The Train left Vanister today.

It's unusual that we stayed as long as we did. The Train rarely stops for more than a day or two in any one place, and Vanister is a fairly small town. If you added up all the other buildings, they'd be about the size of three wings of the Museum.

For the last day, though, the staff of the Train (and several random passersby lured by the promise of free tickets) have been shoveling mud off the tracks. The station has been nearly surrounded by it. That's the problem with building a town on a diagonal slope. Vanister is a town of terraces, and every so often, one of them decides to just shuffle away down the hill. This morning, the tracks vanished into a detached piece of hillside, complete with several small trees and someone's mailbox. (A woman in a purple scarf came to fetch the mailbox in the afternoon, which I assume means it was hers.
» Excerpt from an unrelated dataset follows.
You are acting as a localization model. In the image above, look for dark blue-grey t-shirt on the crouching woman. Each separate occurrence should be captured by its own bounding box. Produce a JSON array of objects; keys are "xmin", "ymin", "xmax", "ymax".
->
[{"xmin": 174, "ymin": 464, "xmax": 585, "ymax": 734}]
A large samoval came to fetch the trees a few hours later.)

I did a bit of digging myself, actually - I'm not one to say no to a free Train ticket. I found a bracelet of blue glass beads in the mud, miraculously unbroken by any of the shovels that had been chipping themselves on rocks and Train tracks all around it. Each bead was a tiny snail. A few feet beyond that was an antique adding machine, one of the ones designed to be run by a trio of dung beetles. It was rusted almost beyond recognition.

A bit farther on was a molar half the size of my fist. Three sides were covered with intricate markings that looked like runes; on the fourth was a carving of a frog. It appeared to be wearing mittens.

Vanister is built on old ground. The standing stones above the town are only the most obvious signs. The things beneath the surface have been there (or possibly slightly farther uphill) for a long time.

I have no idea, however, which ancient civilization was in the habit of putting mittens on frogs.

Having been out in the rain for most of the morning, I was completely soaked, so I curled up in the Train compartment with about five blankets and another Machinel novel. I love reading inside when it's raining outside. My salamander sat on top of my head and looked for umbrella plants. (It knows they're hiding somewhere. They can't fool it that easily.)

I was starting to worry by sunset. Professor Flanderdrack's luggage was still sitting comfortably in our compartment in the Train, but there was still no sign of the Professor himself. The sleeping passenger had somehow ended up on top of the pile of suitcases and was snoring into the leather. I wasn't sure what to do with the bags - leave them in the Train, or give them to someone in Vanister to keep until the professor reappeared? Fortunately, that was when he did reappear, hurrying over the platform and shedding notepaper like a rather short tree.

"Found it!" he said, breathlessly, when he reached the compartment. Water dripped from his coat and braided fur. "It was well hidden, oh yes indeed, and that frightening woman at the front desk nearly caught me, but I found it! Success! Huzzah! Now, on to Scarloe!"

With that, he sat down and began scribbling. He hasn't said another word all evening. The Train pulled out of the Vanister station on newly revealed tracks, raindrops hissing from the black metal bulk of the engine, passengers bustling around looking for empty seats, and the Professor didn't even seem to notice. He stopped only to take his coat off and dig an abacus out of one of his suitcases. Pages full of calculations and diagrams and illegible scribbles cover one seat and most of the floor of the compartment; a few of the soggier ones are stuck to the walls and the sleeping passenger's fur.

I don't know what Professor Flanderdrack is looking for, but it seems to be a bit more than a theory this time.